From recent hires to a 22-year veteran, AMR workers express hope for the future despite the company filing for company filing for this week's bankruptcy filing.
American Airlines is trying to keep spirits high despite its bankruptcy filing.
The airline held its annual children's Christmas party Saturday for employees, their families and friends inside an aircraft hangar at Dallas/Fort Worth International Airport.
Children took pictures with Santa, rode a train and got a jousting lesson from restaurant Medieval Times.
"This is excellent. It just brings out the atmosphere and the Christmas spirit," said Dagmar Voracek, a single mom who's been with the company only eight months.
Even as employees enjoyed themselves, their thoughts turned to the direction the airline is heading in and their own job security.

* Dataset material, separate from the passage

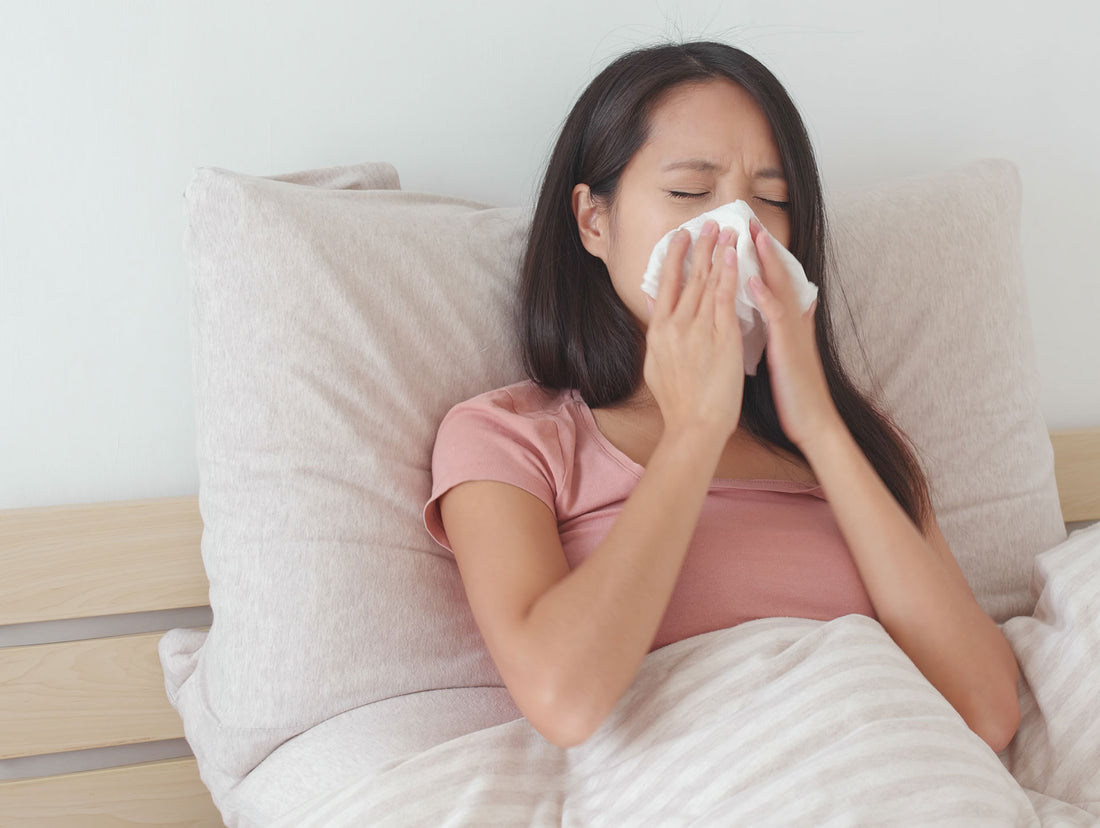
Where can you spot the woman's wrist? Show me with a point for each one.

"I am concerned, of course, but in spite of that, I still believe that this company will remain the great company that I believe it still is," Voracek said.
"I'm hoping for the best for the company and for me and my family and everybody else and their family," said Susan Ray, a 22-year veteran of the company who's putting her daughter through college. "We're still here, and we're here for each other."

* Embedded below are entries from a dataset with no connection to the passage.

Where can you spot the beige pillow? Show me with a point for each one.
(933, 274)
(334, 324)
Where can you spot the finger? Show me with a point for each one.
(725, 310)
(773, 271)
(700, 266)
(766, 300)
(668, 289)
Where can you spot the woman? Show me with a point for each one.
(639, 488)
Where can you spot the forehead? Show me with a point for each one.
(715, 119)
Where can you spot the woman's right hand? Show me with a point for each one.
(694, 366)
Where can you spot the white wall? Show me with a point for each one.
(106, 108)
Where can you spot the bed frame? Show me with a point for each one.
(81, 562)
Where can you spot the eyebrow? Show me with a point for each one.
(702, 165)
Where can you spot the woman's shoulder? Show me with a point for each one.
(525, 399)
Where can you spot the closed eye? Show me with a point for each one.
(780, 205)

Despite the uncertainty at work, employees still donated to those less fortunate by bringing a canned good for The Salvation Army or a toy for Toys for Tots.
"I'm with American a long time, and this is just another hurdle, another challenge," said Lisa Zanelli, who's worked at American for 30 years.
Workers said it's too early to tell what new CEO Tom Horton will bring, but they hope it will be a better future for the company.
"Life goes on, and we will go on," said Bob Chase, who heads the committee that organized the party.